そこで、RTMをバージョン管理やテスト管理システムなどの自動化ツールと統合することで、課題の一部を軽減できる可能性があります。しかし、自動化を使用しても、急速に変化する要件やプロジェクトの複数の側面から作業する規模の大きなチームの場合、トレーサビリティの維持が複雑になる可能性があります。
RTMはこれから、AIを活用したテストツールとの統合が進むと予想されています。AIがテスト領域に浸透するにつれ、RTMは要件に基づいたテストケースを自動生成し、要件の変更にも適応するようになる可能性があります。これが実現すれば、手作業が大幅に削減され、テストにかかる時間が短縮されながらも、精度の向上が見込めます。

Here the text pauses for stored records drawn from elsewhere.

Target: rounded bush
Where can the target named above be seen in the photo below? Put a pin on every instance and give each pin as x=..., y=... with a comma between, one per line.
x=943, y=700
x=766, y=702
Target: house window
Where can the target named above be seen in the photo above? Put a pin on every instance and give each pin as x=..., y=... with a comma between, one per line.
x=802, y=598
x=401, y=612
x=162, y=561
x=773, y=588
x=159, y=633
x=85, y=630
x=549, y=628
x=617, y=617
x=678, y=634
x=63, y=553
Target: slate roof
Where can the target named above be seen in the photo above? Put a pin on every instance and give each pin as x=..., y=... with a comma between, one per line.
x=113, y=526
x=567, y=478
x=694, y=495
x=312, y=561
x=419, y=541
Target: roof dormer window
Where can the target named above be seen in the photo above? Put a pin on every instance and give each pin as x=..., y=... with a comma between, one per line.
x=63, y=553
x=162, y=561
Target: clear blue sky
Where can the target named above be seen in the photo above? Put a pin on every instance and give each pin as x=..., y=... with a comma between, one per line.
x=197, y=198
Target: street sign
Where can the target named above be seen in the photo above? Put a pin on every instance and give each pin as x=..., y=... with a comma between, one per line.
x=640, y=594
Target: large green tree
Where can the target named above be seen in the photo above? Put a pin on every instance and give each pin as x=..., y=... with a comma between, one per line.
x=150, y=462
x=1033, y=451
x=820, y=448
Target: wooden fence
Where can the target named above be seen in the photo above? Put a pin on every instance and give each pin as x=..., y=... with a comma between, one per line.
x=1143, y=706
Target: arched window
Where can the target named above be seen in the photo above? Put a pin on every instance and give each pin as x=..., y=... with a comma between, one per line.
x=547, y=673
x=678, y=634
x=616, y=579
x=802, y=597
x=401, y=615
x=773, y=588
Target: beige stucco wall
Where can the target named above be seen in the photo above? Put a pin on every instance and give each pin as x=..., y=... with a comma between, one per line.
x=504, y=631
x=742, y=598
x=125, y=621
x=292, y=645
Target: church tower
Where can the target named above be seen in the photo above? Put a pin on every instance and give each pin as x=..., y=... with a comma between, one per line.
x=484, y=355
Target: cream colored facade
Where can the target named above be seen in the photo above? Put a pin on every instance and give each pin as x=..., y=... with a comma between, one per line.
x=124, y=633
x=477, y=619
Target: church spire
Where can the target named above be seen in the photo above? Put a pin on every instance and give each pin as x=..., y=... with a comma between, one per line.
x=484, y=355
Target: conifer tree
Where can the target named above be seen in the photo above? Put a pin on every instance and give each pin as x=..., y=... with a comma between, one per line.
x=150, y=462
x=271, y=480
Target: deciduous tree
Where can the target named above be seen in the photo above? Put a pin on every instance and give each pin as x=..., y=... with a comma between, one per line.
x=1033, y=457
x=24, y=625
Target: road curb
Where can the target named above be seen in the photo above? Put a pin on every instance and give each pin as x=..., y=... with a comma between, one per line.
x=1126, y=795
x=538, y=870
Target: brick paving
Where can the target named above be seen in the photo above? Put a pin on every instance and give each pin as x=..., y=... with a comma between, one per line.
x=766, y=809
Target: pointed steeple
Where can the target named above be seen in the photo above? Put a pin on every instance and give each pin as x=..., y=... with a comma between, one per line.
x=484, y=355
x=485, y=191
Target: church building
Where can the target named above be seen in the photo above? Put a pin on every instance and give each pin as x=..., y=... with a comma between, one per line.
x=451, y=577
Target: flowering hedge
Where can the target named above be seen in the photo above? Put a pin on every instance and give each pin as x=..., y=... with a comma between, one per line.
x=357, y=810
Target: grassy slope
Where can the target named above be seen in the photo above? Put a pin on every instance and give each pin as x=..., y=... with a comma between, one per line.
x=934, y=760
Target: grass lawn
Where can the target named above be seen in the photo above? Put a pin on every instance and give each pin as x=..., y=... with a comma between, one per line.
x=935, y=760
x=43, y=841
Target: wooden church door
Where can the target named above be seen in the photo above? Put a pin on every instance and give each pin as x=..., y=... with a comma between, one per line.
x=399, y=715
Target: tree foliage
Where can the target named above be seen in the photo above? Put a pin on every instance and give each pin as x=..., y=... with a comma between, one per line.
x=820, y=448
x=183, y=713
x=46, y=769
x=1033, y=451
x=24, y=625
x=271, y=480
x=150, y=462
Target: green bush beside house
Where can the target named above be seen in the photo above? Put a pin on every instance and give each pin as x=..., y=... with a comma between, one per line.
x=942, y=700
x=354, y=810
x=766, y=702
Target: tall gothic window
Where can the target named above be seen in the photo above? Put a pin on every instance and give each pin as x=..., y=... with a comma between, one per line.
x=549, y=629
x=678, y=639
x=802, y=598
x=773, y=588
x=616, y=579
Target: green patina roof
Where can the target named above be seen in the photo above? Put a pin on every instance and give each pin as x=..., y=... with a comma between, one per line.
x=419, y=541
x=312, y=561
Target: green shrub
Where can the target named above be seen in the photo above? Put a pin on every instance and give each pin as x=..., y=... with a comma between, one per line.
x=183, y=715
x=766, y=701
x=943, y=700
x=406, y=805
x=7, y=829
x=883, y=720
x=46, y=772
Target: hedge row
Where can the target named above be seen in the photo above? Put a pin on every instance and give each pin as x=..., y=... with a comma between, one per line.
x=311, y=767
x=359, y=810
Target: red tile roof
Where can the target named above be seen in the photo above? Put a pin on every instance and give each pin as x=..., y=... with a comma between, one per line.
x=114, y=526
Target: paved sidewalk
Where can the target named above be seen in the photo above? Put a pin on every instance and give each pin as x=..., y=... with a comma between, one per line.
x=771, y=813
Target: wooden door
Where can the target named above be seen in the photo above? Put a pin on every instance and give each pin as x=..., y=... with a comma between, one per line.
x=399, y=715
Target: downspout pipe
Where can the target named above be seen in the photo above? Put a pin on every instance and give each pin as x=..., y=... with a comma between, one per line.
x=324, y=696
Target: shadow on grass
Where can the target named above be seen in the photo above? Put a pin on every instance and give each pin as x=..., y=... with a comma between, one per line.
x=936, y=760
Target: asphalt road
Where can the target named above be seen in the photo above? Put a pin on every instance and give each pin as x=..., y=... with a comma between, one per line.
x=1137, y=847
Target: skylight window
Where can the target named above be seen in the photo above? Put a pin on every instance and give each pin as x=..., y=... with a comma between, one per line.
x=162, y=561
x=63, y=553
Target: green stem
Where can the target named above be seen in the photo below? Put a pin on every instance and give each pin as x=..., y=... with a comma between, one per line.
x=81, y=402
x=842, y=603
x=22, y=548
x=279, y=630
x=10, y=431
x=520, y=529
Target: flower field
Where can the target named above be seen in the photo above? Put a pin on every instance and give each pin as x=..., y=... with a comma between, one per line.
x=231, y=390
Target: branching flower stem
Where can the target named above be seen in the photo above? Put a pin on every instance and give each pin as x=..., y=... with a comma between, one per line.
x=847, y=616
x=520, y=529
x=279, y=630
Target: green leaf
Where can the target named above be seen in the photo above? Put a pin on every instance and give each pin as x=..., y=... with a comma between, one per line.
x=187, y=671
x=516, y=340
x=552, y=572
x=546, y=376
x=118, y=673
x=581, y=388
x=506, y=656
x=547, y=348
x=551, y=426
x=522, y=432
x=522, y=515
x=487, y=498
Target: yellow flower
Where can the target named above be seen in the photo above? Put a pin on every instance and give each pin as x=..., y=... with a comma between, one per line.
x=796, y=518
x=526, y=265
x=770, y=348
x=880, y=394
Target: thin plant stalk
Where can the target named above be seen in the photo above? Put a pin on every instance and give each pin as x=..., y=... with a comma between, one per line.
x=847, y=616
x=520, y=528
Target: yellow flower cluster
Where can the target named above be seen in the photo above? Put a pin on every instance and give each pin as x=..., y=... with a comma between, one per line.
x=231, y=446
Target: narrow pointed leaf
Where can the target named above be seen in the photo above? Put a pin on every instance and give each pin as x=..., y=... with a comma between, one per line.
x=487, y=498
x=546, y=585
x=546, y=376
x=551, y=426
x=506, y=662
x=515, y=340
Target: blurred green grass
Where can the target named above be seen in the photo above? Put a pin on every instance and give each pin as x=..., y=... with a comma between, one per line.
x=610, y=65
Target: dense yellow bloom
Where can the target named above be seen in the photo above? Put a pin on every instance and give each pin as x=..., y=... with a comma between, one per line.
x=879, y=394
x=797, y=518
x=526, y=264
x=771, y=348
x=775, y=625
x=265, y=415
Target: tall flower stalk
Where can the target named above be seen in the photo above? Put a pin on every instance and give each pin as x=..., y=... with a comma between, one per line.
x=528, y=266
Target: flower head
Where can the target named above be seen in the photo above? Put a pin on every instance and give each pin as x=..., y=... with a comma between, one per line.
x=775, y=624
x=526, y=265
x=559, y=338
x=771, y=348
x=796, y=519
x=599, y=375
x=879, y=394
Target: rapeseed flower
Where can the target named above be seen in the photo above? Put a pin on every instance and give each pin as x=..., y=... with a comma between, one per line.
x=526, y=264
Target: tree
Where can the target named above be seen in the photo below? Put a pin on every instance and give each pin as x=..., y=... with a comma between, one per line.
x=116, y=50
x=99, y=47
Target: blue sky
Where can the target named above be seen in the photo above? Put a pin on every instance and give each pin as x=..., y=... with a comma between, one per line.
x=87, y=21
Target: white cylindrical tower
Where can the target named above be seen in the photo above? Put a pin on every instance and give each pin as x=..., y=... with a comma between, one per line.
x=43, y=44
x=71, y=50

また、よりビジュアル化され、ダッシュボードとリアルタイムデータを使用して、テストカバレッジを関係者に即座に提供し、手作業による報告の必要性を減らすこともできるでしょう。
RTM(Requirement Traceability Matrix/要件トレーサビリティマトリックス)は、包括的なテスト範囲とトレーサビリティを確保するためにテスターにとって不可欠なツールとなっています。
要件をテストケースに直接結びつけることで、テスターはテストの進行状況を効果的にトラッキングし、重要機能が欠落していないことの確認や、規制・基準への準拠を保証することができます。
ソフトウェア開発プロセスが進化し続ける中、RTMは品質保証の重要なコンポーネントであり続けるでしょう。